Jens Mühlhaus. (Foto: Dominik Parzinger)

Klimareporter°: Herr Mühlhaus, mit Sydney und Melbourne haben sich zwei weitere Städte der Powering Past Coal Alliance angeschlossen. Welche Rolle sollten Städte aus Ihrer Sicht in der Energiewende spielen?

Jens Mühlhaus: Städte sind der Schlüssel für den Erfolg der Energiewende. Obwohl sie nur drei Prozent der Erdoberfläche bedecken, verbrauchen sie 75 Prozent unserer Ressourcen. Deswegen brauchen wir dringend Konzepte und Ideen, um die Transformation des Energiesektors in urbanen Räumen herbeizuführen.

Kommunen, Städte und Unternehmen stehen im Angesicht von Klimawandel, Verstädterung und Energieverbrauch unter akutem Handlungsdruck und vor ungekannten Herausforderungen. Aber auch vor der einmaligen Chance, sich als Lebens- und Wirtschaftsraum neu zu erfinden und mit erneuerbarer Energie zu versorgen.

Wir bei Green City in München haben es uns seit 1990 zur Aufgabe gemacht, diese Herausforderung anzunehmen und Lösungen zu bieten. Green Cities sind die Zukunft, die wir wollen und die Städte, die wir angesichts des fortschreitenden Klimawandels brauchen. Sie müssen ökologisch nachhaltig und von hoher Lebensqualität sein.

Was lange als Utopie galt, ist längst globale Notwendigkeit. Sydney, Melbourne und andere machen es vor. Weltweit werden weitere Städte folgen müssen, damit die globale Energiewende auch wirklich funktionieren kann.

Der neue bayerische Energieminister Hubert Aiwanger hat eine Neuauflage der Energiewende in Bayern angekündigt. Er will die Erneuerbaren fördern, aber auch neue Gaskraftwerke bauen lassen. Ist das der Weg, die Energiewende in Bayern anzukurbeln?

Aus Aiwangers groß angekündigtem Neustart für die Energiewende in Bayern ist ein desaströser Fehlstart geworden. Statt laut über neue Gaskraftwerke nachzudenken und die beiden Stromtrassen von Nord nach Süd anzuzweifeln, sollte er sich mal über verlässliche Rahmenbedingungen in Bayern für die Erneuerbaren Gedanken machen.

Erneut geht es nicht um den Ausbau und die dezentrale Versorgung durch regenerative Quellen, sondern wieder um die Verlagerung von Problemen.

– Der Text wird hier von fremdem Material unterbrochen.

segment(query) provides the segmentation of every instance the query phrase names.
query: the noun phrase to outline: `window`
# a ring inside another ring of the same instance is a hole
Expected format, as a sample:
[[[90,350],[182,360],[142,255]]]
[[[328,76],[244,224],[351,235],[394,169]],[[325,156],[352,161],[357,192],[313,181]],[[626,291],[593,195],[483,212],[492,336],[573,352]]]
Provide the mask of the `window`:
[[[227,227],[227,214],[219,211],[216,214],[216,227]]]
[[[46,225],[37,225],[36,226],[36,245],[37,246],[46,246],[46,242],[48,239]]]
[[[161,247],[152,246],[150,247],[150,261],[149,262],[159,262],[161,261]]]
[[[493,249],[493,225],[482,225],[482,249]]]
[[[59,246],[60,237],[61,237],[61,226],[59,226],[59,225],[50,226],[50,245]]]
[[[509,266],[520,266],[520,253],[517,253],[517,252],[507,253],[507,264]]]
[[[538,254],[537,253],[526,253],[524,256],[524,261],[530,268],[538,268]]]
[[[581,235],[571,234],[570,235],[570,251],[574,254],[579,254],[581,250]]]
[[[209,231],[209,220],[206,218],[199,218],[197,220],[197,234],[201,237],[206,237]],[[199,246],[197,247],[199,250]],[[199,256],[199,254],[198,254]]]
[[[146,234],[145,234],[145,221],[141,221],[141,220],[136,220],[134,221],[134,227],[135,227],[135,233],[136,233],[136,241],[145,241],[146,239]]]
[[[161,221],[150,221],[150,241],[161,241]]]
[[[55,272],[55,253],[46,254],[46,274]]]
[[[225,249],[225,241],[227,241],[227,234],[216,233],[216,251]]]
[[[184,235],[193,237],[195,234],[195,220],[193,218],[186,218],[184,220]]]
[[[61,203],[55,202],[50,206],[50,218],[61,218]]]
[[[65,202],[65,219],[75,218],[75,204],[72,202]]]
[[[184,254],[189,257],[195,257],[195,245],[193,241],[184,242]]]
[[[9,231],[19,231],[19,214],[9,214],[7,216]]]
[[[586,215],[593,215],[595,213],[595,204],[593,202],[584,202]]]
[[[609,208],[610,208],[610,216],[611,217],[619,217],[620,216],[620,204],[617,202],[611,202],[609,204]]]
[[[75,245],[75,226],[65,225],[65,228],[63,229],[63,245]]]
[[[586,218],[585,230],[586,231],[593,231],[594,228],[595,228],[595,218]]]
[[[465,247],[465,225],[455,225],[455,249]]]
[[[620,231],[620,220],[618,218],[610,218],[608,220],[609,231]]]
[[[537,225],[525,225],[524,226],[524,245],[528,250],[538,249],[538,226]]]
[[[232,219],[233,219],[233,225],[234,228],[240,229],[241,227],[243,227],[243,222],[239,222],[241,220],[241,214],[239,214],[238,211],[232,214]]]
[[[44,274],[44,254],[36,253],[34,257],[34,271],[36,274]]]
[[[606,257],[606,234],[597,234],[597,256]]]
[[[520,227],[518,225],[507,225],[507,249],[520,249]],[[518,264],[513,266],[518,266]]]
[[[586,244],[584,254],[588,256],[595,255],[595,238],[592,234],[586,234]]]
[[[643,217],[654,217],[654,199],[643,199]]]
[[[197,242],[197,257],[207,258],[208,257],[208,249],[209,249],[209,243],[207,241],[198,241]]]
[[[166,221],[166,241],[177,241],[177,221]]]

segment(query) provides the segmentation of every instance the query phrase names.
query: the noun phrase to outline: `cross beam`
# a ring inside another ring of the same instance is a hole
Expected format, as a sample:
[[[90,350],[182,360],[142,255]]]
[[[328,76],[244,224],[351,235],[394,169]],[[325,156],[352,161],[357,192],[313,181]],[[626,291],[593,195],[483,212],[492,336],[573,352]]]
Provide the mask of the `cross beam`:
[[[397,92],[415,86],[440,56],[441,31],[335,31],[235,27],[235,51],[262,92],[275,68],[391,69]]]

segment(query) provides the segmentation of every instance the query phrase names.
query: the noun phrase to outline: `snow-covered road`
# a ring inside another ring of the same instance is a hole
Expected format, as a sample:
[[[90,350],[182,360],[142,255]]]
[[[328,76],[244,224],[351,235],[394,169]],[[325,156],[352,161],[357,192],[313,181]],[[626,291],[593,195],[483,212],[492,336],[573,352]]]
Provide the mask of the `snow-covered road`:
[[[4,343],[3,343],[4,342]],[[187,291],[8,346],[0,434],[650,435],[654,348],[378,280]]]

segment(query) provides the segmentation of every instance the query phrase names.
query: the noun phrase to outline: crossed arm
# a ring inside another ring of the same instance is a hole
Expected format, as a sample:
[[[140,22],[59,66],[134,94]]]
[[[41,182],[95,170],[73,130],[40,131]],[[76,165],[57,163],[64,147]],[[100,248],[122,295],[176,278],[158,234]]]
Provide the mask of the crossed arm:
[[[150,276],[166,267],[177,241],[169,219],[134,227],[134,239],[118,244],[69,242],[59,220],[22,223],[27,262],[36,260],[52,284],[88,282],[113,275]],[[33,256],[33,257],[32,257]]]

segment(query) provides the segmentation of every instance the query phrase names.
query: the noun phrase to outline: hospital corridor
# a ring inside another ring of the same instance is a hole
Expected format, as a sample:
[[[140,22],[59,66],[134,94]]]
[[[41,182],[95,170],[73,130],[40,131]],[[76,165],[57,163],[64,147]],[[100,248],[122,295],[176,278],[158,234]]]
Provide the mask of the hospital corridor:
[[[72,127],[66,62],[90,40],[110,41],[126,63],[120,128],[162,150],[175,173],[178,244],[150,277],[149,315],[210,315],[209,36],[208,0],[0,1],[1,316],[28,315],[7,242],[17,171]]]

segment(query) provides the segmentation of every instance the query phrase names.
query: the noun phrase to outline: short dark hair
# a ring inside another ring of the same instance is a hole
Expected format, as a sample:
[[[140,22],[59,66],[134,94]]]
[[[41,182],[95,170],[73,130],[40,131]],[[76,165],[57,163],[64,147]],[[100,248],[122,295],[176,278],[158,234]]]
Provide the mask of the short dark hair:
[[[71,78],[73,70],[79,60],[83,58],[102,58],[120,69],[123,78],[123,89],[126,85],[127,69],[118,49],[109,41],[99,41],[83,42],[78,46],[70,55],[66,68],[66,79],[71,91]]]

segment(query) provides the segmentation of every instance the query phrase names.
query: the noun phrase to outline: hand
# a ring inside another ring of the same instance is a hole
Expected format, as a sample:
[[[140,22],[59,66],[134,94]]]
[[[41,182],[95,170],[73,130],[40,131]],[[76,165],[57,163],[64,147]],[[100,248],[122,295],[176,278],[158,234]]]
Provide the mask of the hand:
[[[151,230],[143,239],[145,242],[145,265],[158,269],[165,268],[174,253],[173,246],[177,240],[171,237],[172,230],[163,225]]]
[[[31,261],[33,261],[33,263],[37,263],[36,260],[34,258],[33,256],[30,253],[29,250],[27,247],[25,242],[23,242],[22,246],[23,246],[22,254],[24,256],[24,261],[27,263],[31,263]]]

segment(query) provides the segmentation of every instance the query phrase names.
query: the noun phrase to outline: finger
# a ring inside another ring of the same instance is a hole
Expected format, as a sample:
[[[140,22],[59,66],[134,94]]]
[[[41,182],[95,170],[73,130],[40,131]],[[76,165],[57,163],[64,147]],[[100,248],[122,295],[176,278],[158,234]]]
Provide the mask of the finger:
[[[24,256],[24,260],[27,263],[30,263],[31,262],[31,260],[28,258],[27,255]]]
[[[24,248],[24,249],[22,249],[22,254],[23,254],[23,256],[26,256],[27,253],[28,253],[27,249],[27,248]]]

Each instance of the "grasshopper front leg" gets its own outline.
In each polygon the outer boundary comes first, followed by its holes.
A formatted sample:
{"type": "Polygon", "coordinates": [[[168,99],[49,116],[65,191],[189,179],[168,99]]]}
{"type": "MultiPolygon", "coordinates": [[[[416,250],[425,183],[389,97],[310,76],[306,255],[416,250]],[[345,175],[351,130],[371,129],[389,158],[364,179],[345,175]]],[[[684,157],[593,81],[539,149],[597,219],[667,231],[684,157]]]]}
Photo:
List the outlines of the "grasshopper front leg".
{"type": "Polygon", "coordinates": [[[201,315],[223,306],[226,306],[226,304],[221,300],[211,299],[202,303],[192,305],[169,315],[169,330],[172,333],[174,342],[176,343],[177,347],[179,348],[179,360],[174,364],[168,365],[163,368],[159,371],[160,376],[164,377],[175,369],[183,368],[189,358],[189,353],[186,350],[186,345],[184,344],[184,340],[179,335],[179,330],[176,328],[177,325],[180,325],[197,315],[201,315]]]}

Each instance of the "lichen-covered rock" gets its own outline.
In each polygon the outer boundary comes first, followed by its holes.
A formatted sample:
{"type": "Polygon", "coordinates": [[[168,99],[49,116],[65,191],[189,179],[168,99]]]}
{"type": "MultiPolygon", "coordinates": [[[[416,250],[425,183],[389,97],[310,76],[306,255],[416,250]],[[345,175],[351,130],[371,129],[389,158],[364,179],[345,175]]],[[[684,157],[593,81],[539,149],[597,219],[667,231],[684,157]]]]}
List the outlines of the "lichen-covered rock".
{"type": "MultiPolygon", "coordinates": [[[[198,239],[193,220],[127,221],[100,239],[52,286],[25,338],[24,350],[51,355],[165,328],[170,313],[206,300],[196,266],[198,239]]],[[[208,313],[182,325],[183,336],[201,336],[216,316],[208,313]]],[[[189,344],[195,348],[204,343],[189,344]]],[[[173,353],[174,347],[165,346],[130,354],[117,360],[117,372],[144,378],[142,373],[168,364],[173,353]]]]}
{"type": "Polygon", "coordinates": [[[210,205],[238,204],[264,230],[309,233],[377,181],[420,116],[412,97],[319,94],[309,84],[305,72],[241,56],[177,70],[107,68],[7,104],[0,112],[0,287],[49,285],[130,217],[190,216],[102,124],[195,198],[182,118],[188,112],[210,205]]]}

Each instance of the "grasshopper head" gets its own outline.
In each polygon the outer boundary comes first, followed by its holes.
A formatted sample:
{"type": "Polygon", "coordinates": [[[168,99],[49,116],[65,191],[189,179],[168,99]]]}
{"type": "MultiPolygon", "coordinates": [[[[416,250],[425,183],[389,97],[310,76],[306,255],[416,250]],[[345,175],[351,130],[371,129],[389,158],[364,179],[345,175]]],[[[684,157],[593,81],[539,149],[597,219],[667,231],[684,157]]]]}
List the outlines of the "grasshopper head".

Der bayerische Landesvertretung des Erneuerbaren-Verbandes BEE hat das Rechenexempel bereits aufgestellt: Würden Gaskraftwerke mit einer Kapazität von 4.000 Megawatt errichtet und liefen diese 6.000 Stunden im Jahr, stiegen die CO2-Emissionen in Bayern auf einen Schlag um mehrere Millionen Tonnen jährlich. Das wäre nach der 10-H-Regel der nächste Knock-out für den Klimaschutz im Freistaat.

Und was war Ihre Überraschung der Woche?

Manchmal sind es die fast unbeachteten Zwischentöne, die eine große Wirkung haben. In dieser Woche bin ich über zwei Aussagen des Bundesrates gestolpert, die im Zuge der Änderung des Energiesammelgesetzes veröffentlicht wurden. Der Bundesrat bedauert darin, dass erneut eine Chance verpasst würde, "energiepolitische Perspektiven aufzuzeigen, die über aktuell notwendige Anpassungen hinausreichen".

Außerdem stellt die Ländervertretung fest, dass ein weiteres Aufschieben wichtiger energiepolitischer Weichenstellungen den ökonomischen wie ökologischen Herausforderungen, vor denen Deutschland angesichts seines unvermindert hohen CO2-Ausstoßes steht, in keiner Weise gerecht werde. Erneut würden Bürger und Unternehmen verunsichert, statt Planungssicherheit zum Erreichen der Klimaziele zu schaffen.

So klare und deutliche Worte aus einem politischen Gremium zu hören gibt Hoffnung, dass das Ruder für die Energiewende doch noch herumgerissen werden kann.